Jadi pada intinya, kata Abdillah, pihaknya tidak mengelak. "Cuma kami menggarisbawahi ada zona abu-abu terkait dengan OnlyFans itu sendiri," kata dia.
Abdillah menyampaikan bahwa akun di OnlyFans bersifat pribadi dan tidak bisa diakses semua orang.
"Kemudian perlu diingat OnlyFans itu bukan sesuatu yang sifatnya publik. Sifatnya sangat privat tidak bisa diakses sama semua orang. Jadi kalau konteks publik itu sendiri kalau menurut kami, publik itu bisa diakses dan dikonsumsi sama khalayak umum tanpa terkecuali," kata Abdillah.
Guru Besar hukum Pidana UII Mudzakkir menyampaikan bahwa meskipun mengakses Onlyfans memerlukan aplikasi VPN, selama digunakan dan dilihat di Indonesia sudah termasuk pelanggaran.

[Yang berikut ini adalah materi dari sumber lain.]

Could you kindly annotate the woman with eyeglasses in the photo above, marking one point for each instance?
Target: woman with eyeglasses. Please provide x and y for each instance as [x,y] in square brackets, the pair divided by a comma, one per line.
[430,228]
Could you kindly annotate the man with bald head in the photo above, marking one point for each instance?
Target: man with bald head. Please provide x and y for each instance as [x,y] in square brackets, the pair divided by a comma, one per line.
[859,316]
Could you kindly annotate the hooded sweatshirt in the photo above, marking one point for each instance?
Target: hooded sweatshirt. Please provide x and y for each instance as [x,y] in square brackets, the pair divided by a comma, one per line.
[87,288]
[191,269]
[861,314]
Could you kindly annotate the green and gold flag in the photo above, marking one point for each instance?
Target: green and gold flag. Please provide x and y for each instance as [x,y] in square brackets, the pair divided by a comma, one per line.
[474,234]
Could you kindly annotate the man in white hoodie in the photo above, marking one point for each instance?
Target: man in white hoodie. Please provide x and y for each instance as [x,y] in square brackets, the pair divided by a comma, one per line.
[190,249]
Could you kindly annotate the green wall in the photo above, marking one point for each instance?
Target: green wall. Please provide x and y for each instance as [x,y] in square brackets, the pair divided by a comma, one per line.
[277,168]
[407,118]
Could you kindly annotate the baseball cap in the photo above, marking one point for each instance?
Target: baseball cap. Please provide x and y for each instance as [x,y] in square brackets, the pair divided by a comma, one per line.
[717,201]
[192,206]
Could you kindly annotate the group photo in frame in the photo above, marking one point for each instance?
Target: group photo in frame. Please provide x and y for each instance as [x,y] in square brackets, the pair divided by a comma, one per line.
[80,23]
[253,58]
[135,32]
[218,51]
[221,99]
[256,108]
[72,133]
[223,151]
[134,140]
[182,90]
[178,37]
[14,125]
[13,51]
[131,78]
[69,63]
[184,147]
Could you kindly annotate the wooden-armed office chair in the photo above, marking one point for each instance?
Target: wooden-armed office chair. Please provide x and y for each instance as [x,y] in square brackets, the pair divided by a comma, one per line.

Konten-konten yang termuat di platform digital tersebut termasuk salah satu dari platform yang dilarang oleh Kominfo.
"Kominfo benar dalam hal ini. Polisi juga berhak dalam menangkap Dea. Karena memang segala bentuk konten pornografi memang dilarang di Indonesia," ujar Mudzakkir.
Mudzakkir menjelaskan bahwa semua fasilitator konten pornografi di Indonesia bisa ditangkap. Di antaranya pembuat konten, pengupload, pendownload, bahkan yang menyebarkan.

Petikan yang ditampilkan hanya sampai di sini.